Databricks achieves a $188 billion valuation in a round led by Coatue, surpassing its previous discussions of $175 billion.
A valuation of $188 billion is significant for a company that continuously claims it is not in a hurry to go public. This is the evaluation Databricks has achieved in a recent funding round led by Coatue Management, a figure initially reported by the Wall Street Journal.
This valuation exceeds the up-to-$175 billion the company was reportedly negotiating to raise just weeks prior, indicating that the funding round has surpassed previous predictions. Furthermore, it arrives at a time when the company's CEO has recently labeled the current market a poor environment for going public, making a private capital raise a logical option.
According to the Journal, Coatue is investing approximately $3 billion in a strategic round that includes both new and existing investors. A term sheet has been finalized, with the deal expected to conclude later this summer; neither the fund nor the company has offered public comments on the matter.
Strategic funding rounds like this serve two beneficial purposes simultaneously. They strengthen a balance sheet for infrastructure and acquisition spending while allowing early employees and investors to liquidate some of their holdings without the disclosures required by public markets.
The valuation caps a significant upward trajectory for Databricks. The company secured a $5 billion round at a valuation of $134 billion in February, along with $2 billion in debt, marking a considerable increase from the $62 billion valuation it had in a $10 billion Series J round just over a year ago.

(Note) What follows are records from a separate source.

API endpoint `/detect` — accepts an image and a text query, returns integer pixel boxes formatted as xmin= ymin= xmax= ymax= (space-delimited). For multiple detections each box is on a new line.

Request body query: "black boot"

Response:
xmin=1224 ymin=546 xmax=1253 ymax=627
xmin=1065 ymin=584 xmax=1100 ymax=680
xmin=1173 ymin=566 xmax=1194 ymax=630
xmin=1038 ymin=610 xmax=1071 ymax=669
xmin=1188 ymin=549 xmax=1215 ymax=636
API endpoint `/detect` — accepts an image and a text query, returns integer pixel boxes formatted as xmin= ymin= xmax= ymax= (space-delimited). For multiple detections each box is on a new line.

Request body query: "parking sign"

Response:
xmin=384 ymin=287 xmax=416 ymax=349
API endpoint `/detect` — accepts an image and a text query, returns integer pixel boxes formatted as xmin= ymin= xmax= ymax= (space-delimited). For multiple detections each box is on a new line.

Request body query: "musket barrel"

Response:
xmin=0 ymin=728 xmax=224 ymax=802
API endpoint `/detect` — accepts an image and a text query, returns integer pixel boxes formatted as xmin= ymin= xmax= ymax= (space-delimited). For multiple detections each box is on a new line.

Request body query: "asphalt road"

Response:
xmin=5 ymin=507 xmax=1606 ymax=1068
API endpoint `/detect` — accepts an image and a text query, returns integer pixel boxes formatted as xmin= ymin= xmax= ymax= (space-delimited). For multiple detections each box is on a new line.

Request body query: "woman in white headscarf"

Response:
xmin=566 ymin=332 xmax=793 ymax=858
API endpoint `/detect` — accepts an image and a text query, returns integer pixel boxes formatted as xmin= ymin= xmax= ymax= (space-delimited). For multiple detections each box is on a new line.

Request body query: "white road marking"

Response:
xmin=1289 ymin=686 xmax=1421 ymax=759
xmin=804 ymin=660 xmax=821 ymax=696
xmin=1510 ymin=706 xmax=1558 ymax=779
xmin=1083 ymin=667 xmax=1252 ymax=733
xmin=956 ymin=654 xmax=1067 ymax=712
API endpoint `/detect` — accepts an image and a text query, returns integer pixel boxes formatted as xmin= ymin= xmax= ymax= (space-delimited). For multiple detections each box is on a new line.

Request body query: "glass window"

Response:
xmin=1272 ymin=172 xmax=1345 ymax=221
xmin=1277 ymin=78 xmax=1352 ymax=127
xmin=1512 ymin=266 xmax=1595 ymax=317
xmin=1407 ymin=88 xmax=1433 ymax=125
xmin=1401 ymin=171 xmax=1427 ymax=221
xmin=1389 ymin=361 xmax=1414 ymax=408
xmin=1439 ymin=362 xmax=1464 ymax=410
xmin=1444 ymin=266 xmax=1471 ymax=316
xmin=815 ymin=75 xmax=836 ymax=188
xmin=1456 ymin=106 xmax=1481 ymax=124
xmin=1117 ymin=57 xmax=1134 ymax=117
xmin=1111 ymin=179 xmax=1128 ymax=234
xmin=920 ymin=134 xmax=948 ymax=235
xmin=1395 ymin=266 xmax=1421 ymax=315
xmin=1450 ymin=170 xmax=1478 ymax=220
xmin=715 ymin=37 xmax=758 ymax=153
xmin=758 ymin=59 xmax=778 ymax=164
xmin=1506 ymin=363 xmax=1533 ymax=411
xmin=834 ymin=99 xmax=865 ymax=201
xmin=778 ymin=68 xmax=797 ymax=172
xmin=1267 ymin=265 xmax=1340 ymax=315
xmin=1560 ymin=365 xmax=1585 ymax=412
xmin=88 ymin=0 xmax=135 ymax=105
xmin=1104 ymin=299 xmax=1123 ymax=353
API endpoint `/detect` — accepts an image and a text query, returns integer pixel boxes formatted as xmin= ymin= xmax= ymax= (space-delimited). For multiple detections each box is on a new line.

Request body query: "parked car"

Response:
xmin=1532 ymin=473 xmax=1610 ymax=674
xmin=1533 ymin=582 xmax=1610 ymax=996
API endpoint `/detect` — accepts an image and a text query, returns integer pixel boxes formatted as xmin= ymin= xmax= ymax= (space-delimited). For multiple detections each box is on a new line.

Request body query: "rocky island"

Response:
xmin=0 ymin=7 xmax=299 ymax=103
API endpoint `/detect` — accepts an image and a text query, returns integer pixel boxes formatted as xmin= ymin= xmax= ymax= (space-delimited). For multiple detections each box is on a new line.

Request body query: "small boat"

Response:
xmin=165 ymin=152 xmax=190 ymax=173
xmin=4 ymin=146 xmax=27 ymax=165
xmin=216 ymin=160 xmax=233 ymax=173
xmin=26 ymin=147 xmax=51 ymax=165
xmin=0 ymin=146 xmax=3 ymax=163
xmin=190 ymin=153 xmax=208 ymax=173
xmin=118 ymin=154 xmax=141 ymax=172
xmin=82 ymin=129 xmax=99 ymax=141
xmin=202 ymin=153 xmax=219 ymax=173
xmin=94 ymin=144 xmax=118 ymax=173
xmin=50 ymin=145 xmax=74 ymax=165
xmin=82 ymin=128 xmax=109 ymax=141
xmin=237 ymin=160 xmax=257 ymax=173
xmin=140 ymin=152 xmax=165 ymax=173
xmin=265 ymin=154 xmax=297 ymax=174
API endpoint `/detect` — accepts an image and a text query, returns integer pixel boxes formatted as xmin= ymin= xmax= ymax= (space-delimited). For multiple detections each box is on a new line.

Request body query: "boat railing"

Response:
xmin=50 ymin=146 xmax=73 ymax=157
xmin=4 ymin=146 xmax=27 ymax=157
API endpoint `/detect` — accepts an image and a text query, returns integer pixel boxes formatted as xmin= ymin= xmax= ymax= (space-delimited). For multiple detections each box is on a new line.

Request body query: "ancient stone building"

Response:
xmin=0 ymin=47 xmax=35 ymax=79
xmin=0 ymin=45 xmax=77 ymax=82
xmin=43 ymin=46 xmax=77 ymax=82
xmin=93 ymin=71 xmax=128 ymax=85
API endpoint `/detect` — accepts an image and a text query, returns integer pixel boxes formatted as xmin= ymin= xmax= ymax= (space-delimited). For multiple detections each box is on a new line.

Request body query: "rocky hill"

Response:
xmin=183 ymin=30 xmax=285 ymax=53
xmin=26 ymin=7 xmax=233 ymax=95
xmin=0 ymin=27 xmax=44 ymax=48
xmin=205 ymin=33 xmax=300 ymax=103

Interim discussions had suggested valuations between $165 billion and $175 billion, meaning the $188 billion valuation exceeds even the highest estimates. This represents nearly a tripling of its paper value in just 18 months, placing Databricks among a select group of private companies whose valuations now surpass various mid-cap publicly traded firms, all without the quarterly scrutiny of a stock exchange.
A $188 billion private valuation conveys a message more than it serves as a price; it indicates that large investors prefer to hold the company outside of public markets rather than waiting for its public debut. Essentially, scarcity is fulfilling a role that revenue typically would.
The underlying business is considerable. Databricks offers a platform for ingesting, analyzing, and developing AI applications utilizing complex corporate data, and it competes primarily with the publicly listed Snowflake, whose own market value serves as a benchmark for what a publicly listed Databricks could potentially command.
The company claims its revenue exceeds $5.4 billion annually and is growing over 65%, providing private investors with the confidence to pay a premium. The new capital follows a busy period, which included the acquisition of Panther Labs to expand into cybersecurity.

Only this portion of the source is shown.